The campaign manager of the ruling Zanu-PF party, Jonathon Moyo, told the BBC he expected the opposition to win 18% of the vote - though he said this would only translate into three seats in parliament. His estimate contrasts with an independent opinion poll last week, which forecast the opposition winning about 70 of the 120 seats being contested. The government dismissed that poll as unscientific. Dr Moyo said the main opposition Movement for Democratic Change was only campaigning in about a fifth of the constituencies. Correspondents say the campaign of intimidation against the opposition, orchestrated by the ruling party, appears to be backfiring, angering many potential Zanu-PF supporters. Restraint urged Meanwhile, the head of the Commonwealth Electoral Observer Team, Nigeria's former president Abdulsalami Abubakar, has urged restraint ahead of the weekend. He condemned political violence sweeping Zimbabwe.
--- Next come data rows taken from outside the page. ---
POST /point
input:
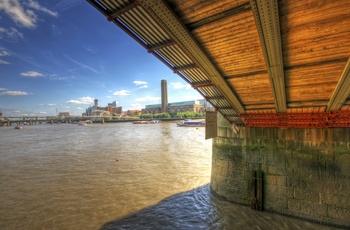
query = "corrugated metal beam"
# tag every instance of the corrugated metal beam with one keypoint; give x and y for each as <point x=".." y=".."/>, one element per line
<point x="203" y="84"/>
<point x="341" y="91"/>
<point x="182" y="68"/>
<point x="267" y="23"/>
<point x="219" y="16"/>
<point x="116" y="14"/>
<point x="160" y="46"/>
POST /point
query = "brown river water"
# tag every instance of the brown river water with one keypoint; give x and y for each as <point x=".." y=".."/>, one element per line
<point x="65" y="176"/>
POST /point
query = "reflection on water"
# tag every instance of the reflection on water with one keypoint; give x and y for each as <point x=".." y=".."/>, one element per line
<point x="67" y="177"/>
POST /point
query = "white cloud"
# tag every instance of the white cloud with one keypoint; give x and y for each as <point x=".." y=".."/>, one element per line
<point x="179" y="85"/>
<point x="14" y="93"/>
<point x="141" y="84"/>
<point x="122" y="93"/>
<point x="81" y="101"/>
<point x="148" y="98"/>
<point x="3" y="52"/>
<point x="22" y="16"/>
<point x="32" y="74"/>
<point x="18" y="14"/>
<point x="83" y="66"/>
<point x="11" y="34"/>
<point x="35" y="5"/>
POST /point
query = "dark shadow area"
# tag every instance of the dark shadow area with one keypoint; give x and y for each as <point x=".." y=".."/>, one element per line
<point x="200" y="209"/>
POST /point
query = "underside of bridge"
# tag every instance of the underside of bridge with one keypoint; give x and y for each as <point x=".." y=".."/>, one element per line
<point x="279" y="73"/>
<point x="260" y="63"/>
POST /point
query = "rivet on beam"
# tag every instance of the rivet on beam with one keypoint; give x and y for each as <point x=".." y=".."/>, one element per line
<point x="178" y="69"/>
<point x="150" y="49"/>
<point x="201" y="85"/>
<point x="117" y="13"/>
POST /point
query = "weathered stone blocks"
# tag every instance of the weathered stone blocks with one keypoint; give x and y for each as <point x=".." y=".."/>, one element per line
<point x="306" y="173"/>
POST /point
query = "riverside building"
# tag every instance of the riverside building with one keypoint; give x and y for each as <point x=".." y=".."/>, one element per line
<point x="197" y="106"/>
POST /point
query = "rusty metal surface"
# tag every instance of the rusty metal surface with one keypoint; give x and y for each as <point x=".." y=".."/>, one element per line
<point x="249" y="57"/>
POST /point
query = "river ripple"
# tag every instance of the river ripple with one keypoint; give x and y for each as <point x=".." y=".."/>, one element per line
<point x="66" y="177"/>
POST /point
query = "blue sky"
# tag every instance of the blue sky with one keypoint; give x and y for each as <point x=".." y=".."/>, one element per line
<point x="58" y="56"/>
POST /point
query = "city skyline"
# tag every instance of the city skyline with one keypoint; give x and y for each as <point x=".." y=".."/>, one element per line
<point x="53" y="59"/>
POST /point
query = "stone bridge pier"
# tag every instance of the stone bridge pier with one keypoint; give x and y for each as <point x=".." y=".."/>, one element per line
<point x="305" y="172"/>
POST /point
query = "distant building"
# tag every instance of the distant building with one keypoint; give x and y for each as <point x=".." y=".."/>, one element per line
<point x="197" y="106"/>
<point x="133" y="112"/>
<point x="100" y="111"/>
<point x="63" y="114"/>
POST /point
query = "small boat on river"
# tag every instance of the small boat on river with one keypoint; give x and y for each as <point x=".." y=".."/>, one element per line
<point x="146" y="122"/>
<point x="191" y="123"/>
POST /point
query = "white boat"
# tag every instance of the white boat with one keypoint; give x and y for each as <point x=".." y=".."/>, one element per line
<point x="82" y="123"/>
<point x="191" y="123"/>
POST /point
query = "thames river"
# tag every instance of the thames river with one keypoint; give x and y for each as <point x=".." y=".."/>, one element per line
<point x="117" y="176"/>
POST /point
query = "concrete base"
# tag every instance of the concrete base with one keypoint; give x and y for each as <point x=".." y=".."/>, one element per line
<point x="306" y="172"/>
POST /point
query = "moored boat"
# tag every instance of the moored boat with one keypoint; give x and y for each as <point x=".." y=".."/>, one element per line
<point x="145" y="121"/>
<point x="191" y="123"/>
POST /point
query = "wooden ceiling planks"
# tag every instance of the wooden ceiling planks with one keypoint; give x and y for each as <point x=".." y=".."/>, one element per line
<point x="314" y="31"/>
<point x="225" y="46"/>
<point x="315" y="41"/>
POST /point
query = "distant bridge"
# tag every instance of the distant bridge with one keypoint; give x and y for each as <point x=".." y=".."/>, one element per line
<point x="49" y="119"/>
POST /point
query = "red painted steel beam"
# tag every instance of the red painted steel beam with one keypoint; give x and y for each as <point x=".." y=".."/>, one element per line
<point x="332" y="119"/>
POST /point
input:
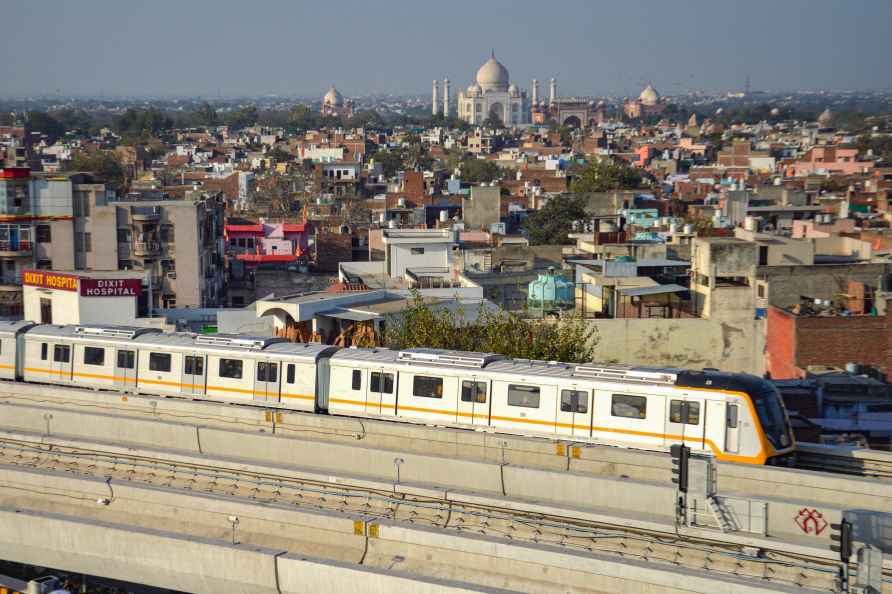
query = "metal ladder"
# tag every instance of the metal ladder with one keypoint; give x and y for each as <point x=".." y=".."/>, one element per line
<point x="720" y="514"/>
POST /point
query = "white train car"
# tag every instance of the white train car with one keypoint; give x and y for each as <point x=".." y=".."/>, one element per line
<point x="12" y="352"/>
<point x="94" y="357"/>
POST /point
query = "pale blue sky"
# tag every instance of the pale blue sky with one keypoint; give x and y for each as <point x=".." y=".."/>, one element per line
<point x="593" y="47"/>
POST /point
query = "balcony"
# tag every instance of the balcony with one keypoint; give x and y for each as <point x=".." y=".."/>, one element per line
<point x="146" y="248"/>
<point x="147" y="214"/>
<point x="13" y="249"/>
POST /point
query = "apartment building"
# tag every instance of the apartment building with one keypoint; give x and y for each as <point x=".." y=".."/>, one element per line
<point x="69" y="222"/>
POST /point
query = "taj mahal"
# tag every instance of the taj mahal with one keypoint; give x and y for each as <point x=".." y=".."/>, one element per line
<point x="493" y="97"/>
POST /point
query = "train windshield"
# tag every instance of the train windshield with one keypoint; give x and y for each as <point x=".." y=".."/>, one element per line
<point x="771" y="414"/>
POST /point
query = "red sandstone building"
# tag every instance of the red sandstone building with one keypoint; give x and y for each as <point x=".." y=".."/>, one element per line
<point x="796" y="342"/>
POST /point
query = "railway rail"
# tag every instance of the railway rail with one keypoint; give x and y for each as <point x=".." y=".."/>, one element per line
<point x="390" y="504"/>
<point x="841" y="460"/>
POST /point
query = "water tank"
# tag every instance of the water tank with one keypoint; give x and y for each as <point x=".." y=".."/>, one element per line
<point x="551" y="292"/>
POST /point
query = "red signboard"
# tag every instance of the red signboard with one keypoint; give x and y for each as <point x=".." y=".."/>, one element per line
<point x="49" y="280"/>
<point x="111" y="287"/>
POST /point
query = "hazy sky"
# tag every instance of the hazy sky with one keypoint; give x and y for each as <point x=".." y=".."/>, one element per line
<point x="593" y="47"/>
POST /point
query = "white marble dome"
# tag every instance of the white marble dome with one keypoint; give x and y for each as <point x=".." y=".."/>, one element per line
<point x="493" y="76"/>
<point x="333" y="97"/>
<point x="649" y="96"/>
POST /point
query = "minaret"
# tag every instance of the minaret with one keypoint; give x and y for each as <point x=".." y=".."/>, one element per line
<point x="445" y="97"/>
<point x="436" y="98"/>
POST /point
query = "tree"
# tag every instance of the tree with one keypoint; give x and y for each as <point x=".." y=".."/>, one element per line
<point x="46" y="124"/>
<point x="103" y="163"/>
<point x="603" y="176"/>
<point x="479" y="171"/>
<point x="551" y="224"/>
<point x="207" y="115"/>
<point x="421" y="325"/>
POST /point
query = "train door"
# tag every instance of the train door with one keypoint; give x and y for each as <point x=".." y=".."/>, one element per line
<point x="381" y="397"/>
<point x="125" y="368"/>
<point x="685" y="421"/>
<point x="732" y="423"/>
<point x="61" y="361"/>
<point x="473" y="402"/>
<point x="192" y="381"/>
<point x="574" y="412"/>
<point x="266" y="384"/>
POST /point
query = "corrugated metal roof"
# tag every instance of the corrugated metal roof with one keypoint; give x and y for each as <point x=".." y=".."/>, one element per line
<point x="655" y="290"/>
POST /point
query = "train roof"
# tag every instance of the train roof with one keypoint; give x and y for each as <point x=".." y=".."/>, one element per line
<point x="14" y="328"/>
<point x="112" y="333"/>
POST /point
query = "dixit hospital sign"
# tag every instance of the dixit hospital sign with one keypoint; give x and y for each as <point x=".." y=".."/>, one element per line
<point x="89" y="287"/>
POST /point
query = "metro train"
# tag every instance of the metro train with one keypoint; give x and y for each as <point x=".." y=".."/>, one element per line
<point x="734" y="417"/>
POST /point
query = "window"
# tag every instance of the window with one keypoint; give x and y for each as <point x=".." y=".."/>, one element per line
<point x="385" y="387"/>
<point x="525" y="396"/>
<point x="159" y="362"/>
<point x="267" y="372"/>
<point x="126" y="359"/>
<point x="193" y="365"/>
<point x="94" y="356"/>
<point x="44" y="234"/>
<point x="427" y="387"/>
<point x="731" y="416"/>
<point x="631" y="407"/>
<point x="574" y="401"/>
<point x="473" y="392"/>
<point x="231" y="368"/>
<point x="684" y="412"/>
<point x="61" y="353"/>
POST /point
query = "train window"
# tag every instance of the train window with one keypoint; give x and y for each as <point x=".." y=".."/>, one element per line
<point x="427" y="387"/>
<point x="473" y="392"/>
<point x="61" y="353"/>
<point x="126" y="359"/>
<point x="159" y="362"/>
<point x="193" y="365"/>
<point x="731" y="416"/>
<point x="525" y="396"/>
<point x="94" y="356"/>
<point x="377" y="385"/>
<point x="681" y="411"/>
<point x="631" y="407"/>
<point x="574" y="401"/>
<point x="267" y="372"/>
<point x="231" y="368"/>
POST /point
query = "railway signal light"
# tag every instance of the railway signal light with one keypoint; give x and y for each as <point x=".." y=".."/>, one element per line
<point x="844" y="535"/>
<point x="681" y="455"/>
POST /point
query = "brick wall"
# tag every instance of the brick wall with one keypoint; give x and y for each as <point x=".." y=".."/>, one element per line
<point x="795" y="342"/>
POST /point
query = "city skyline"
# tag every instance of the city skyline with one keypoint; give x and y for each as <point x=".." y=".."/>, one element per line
<point x="301" y="49"/>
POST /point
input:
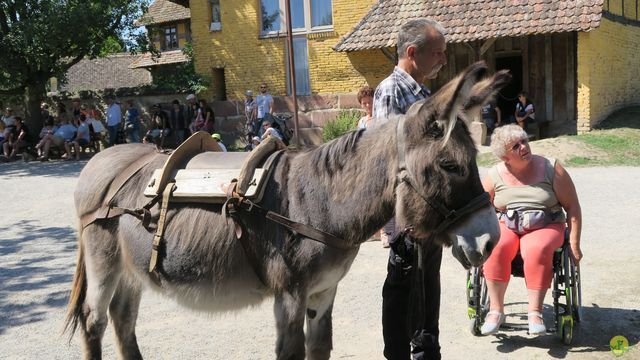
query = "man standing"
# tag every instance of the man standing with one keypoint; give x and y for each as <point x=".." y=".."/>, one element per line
<point x="264" y="104"/>
<point x="421" y="54"/>
<point x="114" y="116"/>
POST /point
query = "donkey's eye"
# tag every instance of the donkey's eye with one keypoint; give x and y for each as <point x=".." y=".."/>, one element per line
<point x="451" y="167"/>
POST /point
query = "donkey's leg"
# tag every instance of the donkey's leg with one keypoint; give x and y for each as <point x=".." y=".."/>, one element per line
<point x="319" y="329"/>
<point x="289" y="310"/>
<point x="103" y="272"/>
<point x="124" y="312"/>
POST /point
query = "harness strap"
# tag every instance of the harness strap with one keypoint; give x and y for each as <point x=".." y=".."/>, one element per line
<point x="298" y="228"/>
<point x="157" y="238"/>
<point x="107" y="210"/>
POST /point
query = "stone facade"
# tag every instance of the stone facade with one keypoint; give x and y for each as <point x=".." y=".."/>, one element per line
<point x="608" y="65"/>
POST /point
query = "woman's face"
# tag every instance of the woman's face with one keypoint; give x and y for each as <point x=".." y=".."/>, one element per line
<point x="518" y="150"/>
<point x="367" y="104"/>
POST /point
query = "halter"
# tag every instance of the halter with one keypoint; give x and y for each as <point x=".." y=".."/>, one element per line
<point x="449" y="216"/>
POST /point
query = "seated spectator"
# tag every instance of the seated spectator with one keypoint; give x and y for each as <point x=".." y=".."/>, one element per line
<point x="159" y="127"/>
<point x="255" y="141"/>
<point x="491" y="116"/>
<point x="365" y="98"/>
<point x="65" y="132"/>
<point x="8" y="118"/>
<point x="217" y="138"/>
<point x="46" y="133"/>
<point x="269" y="130"/>
<point x="17" y="139"/>
<point x="525" y="111"/>
<point x="82" y="139"/>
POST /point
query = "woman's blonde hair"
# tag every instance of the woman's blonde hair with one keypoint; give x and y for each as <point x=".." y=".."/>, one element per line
<point x="503" y="136"/>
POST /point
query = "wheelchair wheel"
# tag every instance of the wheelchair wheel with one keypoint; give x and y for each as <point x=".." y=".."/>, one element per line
<point x="477" y="300"/>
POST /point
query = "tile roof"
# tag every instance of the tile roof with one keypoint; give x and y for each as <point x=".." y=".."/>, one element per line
<point x="166" y="57"/>
<point x="164" y="11"/>
<point x="469" y="20"/>
<point x="111" y="72"/>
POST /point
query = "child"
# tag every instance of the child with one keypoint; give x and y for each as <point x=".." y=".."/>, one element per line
<point x="365" y="98"/>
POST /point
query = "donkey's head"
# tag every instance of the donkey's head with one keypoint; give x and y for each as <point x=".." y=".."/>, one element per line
<point x="440" y="172"/>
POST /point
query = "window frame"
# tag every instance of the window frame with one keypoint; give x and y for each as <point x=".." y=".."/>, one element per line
<point x="164" y="35"/>
<point x="215" y="25"/>
<point x="307" y="29"/>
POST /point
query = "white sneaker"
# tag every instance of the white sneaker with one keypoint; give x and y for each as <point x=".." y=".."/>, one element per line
<point x="490" y="328"/>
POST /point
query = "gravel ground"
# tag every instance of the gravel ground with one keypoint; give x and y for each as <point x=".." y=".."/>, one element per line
<point x="38" y="254"/>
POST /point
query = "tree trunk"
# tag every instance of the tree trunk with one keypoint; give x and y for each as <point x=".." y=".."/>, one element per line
<point x="33" y="97"/>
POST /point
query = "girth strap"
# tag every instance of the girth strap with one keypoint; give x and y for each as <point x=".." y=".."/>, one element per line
<point x="157" y="238"/>
<point x="298" y="228"/>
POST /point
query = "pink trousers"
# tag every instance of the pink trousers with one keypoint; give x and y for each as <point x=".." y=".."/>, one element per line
<point x="536" y="247"/>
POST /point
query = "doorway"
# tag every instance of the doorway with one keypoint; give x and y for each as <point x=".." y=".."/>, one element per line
<point x="508" y="96"/>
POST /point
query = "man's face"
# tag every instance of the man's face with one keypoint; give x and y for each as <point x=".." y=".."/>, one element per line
<point x="432" y="58"/>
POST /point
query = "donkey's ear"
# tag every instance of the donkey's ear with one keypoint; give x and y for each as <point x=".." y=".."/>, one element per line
<point x="456" y="94"/>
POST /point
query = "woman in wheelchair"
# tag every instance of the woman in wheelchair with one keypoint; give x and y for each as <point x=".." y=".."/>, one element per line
<point x="530" y="193"/>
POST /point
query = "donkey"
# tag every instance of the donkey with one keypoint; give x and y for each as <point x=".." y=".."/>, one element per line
<point x="348" y="187"/>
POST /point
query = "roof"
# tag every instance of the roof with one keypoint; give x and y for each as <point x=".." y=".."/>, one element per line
<point x="164" y="11"/>
<point x="469" y="20"/>
<point x="166" y="57"/>
<point x="111" y="72"/>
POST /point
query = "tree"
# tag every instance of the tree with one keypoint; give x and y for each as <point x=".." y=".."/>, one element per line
<point x="41" y="39"/>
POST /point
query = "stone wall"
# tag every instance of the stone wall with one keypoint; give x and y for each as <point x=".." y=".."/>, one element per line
<point x="608" y="71"/>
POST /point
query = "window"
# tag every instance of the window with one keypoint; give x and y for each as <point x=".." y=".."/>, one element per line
<point x="216" y="24"/>
<point x="301" y="64"/>
<point x="170" y="39"/>
<point x="306" y="16"/>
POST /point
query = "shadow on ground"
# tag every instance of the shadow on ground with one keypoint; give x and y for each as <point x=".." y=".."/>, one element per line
<point x="592" y="334"/>
<point x="36" y="262"/>
<point x="54" y="168"/>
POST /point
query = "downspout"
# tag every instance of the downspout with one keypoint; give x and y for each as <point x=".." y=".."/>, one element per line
<point x="292" y="73"/>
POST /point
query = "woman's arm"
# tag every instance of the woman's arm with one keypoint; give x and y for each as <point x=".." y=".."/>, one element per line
<point x="567" y="196"/>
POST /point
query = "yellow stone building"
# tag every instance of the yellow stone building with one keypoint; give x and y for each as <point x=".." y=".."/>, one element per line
<point x="576" y="59"/>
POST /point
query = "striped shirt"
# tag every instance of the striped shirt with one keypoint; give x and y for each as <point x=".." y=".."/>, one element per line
<point x="396" y="94"/>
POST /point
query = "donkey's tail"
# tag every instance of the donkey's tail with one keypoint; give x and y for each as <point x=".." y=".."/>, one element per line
<point x="78" y="291"/>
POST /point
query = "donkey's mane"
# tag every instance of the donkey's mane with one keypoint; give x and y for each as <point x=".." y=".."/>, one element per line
<point x="330" y="158"/>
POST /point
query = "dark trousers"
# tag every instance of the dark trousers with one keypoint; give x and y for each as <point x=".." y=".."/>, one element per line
<point x="400" y="342"/>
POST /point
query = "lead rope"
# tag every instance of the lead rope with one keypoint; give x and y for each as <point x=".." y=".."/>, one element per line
<point x="157" y="238"/>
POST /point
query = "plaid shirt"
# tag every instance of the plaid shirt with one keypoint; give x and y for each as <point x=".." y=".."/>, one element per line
<point x="396" y="94"/>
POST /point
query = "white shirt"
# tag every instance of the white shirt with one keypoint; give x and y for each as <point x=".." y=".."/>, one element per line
<point x="114" y="114"/>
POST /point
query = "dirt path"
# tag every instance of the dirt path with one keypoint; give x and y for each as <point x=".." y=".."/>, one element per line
<point x="37" y="259"/>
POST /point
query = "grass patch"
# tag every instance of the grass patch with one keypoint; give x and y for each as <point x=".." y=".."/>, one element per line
<point x="346" y="121"/>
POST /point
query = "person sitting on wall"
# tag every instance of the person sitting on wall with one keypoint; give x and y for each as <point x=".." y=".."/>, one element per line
<point x="525" y="111"/>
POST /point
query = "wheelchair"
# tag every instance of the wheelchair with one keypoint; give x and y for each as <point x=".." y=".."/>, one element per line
<point x="567" y="294"/>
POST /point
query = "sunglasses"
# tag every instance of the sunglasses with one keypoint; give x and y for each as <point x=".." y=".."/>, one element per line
<point x="517" y="145"/>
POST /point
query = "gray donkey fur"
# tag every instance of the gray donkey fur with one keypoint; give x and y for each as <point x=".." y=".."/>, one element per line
<point x="346" y="187"/>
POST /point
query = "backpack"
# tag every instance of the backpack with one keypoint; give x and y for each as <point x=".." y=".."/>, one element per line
<point x="279" y="123"/>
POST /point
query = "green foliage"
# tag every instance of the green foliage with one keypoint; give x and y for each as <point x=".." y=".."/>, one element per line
<point x="40" y="39"/>
<point x="346" y="121"/>
<point x="112" y="45"/>
<point x="181" y="78"/>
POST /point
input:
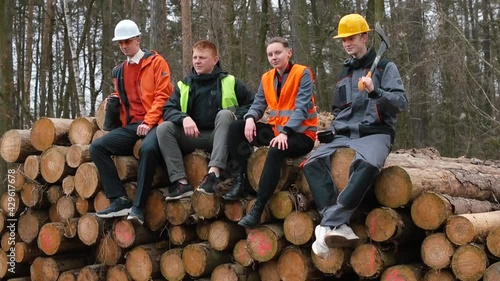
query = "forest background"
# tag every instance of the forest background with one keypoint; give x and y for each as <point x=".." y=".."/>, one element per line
<point x="57" y="56"/>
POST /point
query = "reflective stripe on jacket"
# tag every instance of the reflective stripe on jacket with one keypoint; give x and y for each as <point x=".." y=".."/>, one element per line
<point x="281" y="109"/>
<point x="229" y="100"/>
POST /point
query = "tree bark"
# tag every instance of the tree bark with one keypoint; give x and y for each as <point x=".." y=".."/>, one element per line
<point x="200" y="259"/>
<point x="469" y="262"/>
<point x="437" y="250"/>
<point x="53" y="164"/>
<point x="492" y="273"/>
<point x="78" y="154"/>
<point x="439" y="275"/>
<point x="16" y="146"/>
<point x="493" y="241"/>
<point x="87" y="180"/>
<point x="141" y="261"/>
<point x="118" y="273"/>
<point x="336" y="261"/>
<point x="288" y="173"/>
<point x="224" y="235"/>
<point x="179" y="211"/>
<point x="90" y="228"/>
<point x="108" y="251"/>
<point x="296" y="263"/>
<point x="171" y="265"/>
<point x="26" y="253"/>
<point x="181" y="235"/>
<point x="299" y="226"/>
<point x="66" y="207"/>
<point x="51" y="240"/>
<point x="47" y="132"/>
<point x="128" y="235"/>
<point x="266" y="242"/>
<point x="54" y="193"/>
<point x="155" y="215"/>
<point x="430" y="210"/>
<point x="126" y="166"/>
<point x="232" y="271"/>
<point x="68" y="185"/>
<point x="32" y="167"/>
<point x="206" y="206"/>
<point x="196" y="166"/>
<point x="406" y="176"/>
<point x="466" y="228"/>
<point x="94" y="272"/>
<point x="48" y="269"/>
<point x="34" y="196"/>
<point x="82" y="130"/>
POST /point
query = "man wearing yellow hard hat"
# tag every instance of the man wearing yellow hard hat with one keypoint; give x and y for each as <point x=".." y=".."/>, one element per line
<point x="365" y="121"/>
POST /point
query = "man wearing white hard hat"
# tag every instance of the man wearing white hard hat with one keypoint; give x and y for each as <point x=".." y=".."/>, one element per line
<point x="142" y="86"/>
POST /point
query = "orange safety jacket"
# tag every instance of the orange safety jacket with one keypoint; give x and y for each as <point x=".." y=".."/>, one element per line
<point x="281" y="109"/>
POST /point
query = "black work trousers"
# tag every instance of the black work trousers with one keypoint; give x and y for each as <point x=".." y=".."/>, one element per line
<point x="240" y="150"/>
<point x="121" y="141"/>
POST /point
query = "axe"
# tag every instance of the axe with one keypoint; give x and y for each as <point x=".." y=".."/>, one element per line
<point x="384" y="45"/>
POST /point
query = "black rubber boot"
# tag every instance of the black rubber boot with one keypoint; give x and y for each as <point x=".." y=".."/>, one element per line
<point x="252" y="219"/>
<point x="238" y="189"/>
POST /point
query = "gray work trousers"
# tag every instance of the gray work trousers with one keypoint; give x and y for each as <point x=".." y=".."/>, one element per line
<point x="336" y="208"/>
<point x="174" y="144"/>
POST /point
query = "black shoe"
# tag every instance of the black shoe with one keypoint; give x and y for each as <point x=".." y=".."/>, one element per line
<point x="178" y="191"/>
<point x="238" y="189"/>
<point x="136" y="215"/>
<point x="119" y="207"/>
<point x="252" y="219"/>
<point x="209" y="183"/>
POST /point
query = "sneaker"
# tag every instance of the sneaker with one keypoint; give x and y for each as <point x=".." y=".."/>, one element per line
<point x="178" y="191"/>
<point x="208" y="184"/>
<point x="136" y="215"/>
<point x="341" y="236"/>
<point x="119" y="207"/>
<point x="319" y="246"/>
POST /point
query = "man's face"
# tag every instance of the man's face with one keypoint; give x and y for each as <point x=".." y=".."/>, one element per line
<point x="130" y="46"/>
<point x="278" y="56"/>
<point x="204" y="61"/>
<point x="355" y="45"/>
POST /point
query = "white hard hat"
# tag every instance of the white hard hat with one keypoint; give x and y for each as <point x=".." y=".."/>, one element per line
<point x="126" y="29"/>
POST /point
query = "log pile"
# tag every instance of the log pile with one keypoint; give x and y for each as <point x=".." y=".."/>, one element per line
<point x="428" y="218"/>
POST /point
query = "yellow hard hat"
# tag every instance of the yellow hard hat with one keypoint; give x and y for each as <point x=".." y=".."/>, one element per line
<point x="352" y="24"/>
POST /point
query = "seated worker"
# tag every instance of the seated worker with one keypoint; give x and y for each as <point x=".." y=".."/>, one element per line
<point x="287" y="90"/>
<point x="198" y="115"/>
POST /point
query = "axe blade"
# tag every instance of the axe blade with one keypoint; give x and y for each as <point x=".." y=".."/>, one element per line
<point x="380" y="31"/>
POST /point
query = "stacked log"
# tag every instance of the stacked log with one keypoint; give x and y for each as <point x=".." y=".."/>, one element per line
<point x="430" y="218"/>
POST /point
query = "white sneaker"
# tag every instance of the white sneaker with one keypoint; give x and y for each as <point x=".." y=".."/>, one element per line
<point x="341" y="236"/>
<point x="319" y="247"/>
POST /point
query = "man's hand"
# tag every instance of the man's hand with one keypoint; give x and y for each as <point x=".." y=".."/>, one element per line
<point x="143" y="130"/>
<point x="368" y="83"/>
<point x="281" y="141"/>
<point x="250" y="129"/>
<point x="190" y="128"/>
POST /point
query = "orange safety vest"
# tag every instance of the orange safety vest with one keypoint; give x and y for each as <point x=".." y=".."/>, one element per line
<point x="282" y="109"/>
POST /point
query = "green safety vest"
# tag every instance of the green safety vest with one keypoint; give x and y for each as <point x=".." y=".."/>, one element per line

"Zimbabweans should vote peacefully and according to their will. There is no need for violence, otherwise you are doing a disservice to the same people you aspire to lead," Mr Abubakar said. He said he was concerned at the horrifying tales of violence and intimidation his observer team had heard. "People have been beaten and I have been able to speak to some of those who have been beaten. This is coming from all the (political) parties concerned," he said. At least 29 people, mostly opposition supporters, have died in violence linked to the election and the invasions of hundreds of white-owned farms by government supporters. According to the Commercial Farmers Union, 430 people have received hospital treatment and 2,400 assault cases have been reported since February, mostly against black farm workers. There were 1,490 death threats, 70% of them against the workers, the union said. On Tuesday opposition leader Margaret Dongo told journalists in Harare that about 70 militants of the Zanu-PF party attacked her house wielding sticks and something like a bottle of petrol. They thoroughly wrecked her house and car and five people were seriously injured, she said. Disgraceful Africans Meanwhile, the 17 Kenyan and Nigerian observers who have been barred from monitoring polls have been called "disgraceful Africans" by the state-owned Herald newspaper.
It said they were "willing to be used as tools by the British in return for a few pieces of silver". "We do not expect our brothers and sisters to be aiding Western powers in their destructive ways," the newspaper said. The European Union team has denied the observers had any connection with the UK - which has been highly critical of President Robert Mugabe.